Thermoreceptors: Respond to temperature changes.
Nociceptors: Detect potential tissue damage, initiating pain sensation.
Conveying Sensory Information: Four steps:
Stimulation: The appropriate stimulus activates the receptor.
Transduction: The stimulus energy is converted into receptor potential in sensory neurons.
Transmission: If graded potentials reach threshold, action potentials are generated along the sensory neuron's axon.
Interpretation: The brain processes the signals received and creates perceptions, which may not always accurately reflect reality (e.g., illusions).
Perception Variability: Different animals with varying receptors have different perceptions of stimuli.
Transmission and Transduction:
Sensory neurons are depolarized by stimulus-gated ion channels, unlike typical synaptic transmission.
E.g., pressure opens mechanically gated ion channels, allowing sodium into the neuron, causing depolarization.
Action potential frequency encodes stimulus intensity: lighter touch results in fewer action potentials, while firmer touch results in more.
Mechanoreceptors in Touch: Various types are located at different skin depths and adapted for specific stimuli. More receptors in sensitive areas (e.g., fingers) than in less sensitive regions (e.g., back of hand).
Nociceptors: Found throughout the body, especially in vulnerable areas; require intense stimulation to depolarize, which explains pain perception.
Homeostasis Monitoring:
Baroreceptors detect blood pressure changes; increased pressure leads to increased action potentials sent to the spinal cord.
Chemoreceptors regulate blood pH by monitoring hydrogen ion concentrations, triggering respiration rate adjustments as needed.
10.2: Taste and Smell
Chemoreceptors for taste detect five modalities: sweet, salty, bitter, sour, and umami.
Taste Buds: Located on the tongue and oral cavity. Salty and sour flavors enter through ion channels, while sweet, bitter, and umami work through receptor binding and signaling pathways.
Taste Bud Dynamics: Children have more taste buds than adults, affecting flavor perception and food preferences.
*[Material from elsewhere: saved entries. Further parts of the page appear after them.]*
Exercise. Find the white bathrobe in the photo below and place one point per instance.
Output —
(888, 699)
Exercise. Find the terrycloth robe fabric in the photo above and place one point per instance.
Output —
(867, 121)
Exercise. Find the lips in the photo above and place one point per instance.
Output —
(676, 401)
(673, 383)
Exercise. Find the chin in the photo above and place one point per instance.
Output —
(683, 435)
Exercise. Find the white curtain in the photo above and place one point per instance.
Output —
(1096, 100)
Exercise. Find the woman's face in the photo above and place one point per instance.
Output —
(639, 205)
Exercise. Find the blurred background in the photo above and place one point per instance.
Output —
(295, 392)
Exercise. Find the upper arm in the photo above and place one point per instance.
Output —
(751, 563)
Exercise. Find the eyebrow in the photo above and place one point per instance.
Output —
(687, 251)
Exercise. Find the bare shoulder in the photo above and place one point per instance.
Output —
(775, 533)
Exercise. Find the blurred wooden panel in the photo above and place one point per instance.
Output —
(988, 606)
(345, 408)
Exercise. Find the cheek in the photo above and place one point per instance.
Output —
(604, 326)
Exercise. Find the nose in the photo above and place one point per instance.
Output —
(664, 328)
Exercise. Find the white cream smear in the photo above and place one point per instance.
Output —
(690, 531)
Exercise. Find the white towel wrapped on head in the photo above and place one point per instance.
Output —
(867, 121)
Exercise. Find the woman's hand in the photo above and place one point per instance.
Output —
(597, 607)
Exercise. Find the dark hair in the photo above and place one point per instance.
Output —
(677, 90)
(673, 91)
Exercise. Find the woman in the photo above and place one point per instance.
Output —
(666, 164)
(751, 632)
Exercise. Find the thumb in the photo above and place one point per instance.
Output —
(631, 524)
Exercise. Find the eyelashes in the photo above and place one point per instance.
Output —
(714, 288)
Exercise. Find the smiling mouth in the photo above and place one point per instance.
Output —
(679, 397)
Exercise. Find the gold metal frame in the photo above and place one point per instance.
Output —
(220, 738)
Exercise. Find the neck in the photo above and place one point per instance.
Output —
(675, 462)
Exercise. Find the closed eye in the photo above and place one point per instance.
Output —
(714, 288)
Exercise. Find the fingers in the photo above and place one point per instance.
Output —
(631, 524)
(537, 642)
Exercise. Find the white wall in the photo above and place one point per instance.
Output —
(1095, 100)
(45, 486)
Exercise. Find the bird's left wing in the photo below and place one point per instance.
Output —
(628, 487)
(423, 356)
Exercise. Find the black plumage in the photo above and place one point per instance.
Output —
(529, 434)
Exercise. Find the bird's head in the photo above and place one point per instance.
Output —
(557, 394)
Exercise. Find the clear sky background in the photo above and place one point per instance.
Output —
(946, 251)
Sense of Smell: Chemo-detected by numerous receptors in the nose, crucial in detecting chemicals in the environment, even at low concentrations.
Olfactory neurons project to the olfactory bulb of the brain; variations among species can optimize smelling capabilities (e.g., dogs versus humans).
10.3: Hearing and Vision
Hearing Mechanics: The ear comprises outer, middle, and inner structures that convert sound waves into vibrations.
Cochlea: Fluid-filled structure; hair cells within detect sound frequencies: higher frequencies closer to the oval window, lower frequencies further away.
Vestibular Apparatus: Detects motion, acceleration, and gravity; contains hair cells that transduce these movements.
Proprioceptors: Located in muscles and tendons, providing information about body part positioning.
Visual Processing: Light enters the eye through the cornea, pupil, and lens, which focuses it on the retina, where photoreceptors (rods and cones) transduce light signals. The optic nerve carries this information to the brain while correcting for image inversion.
Unique Animal Perceptions: Animals may possess senses such as infrared detection (as in snakes) and magnetic field sensitivity (as in birds). These adaptations allow diverse perceptions of the environment beyond standard human senses.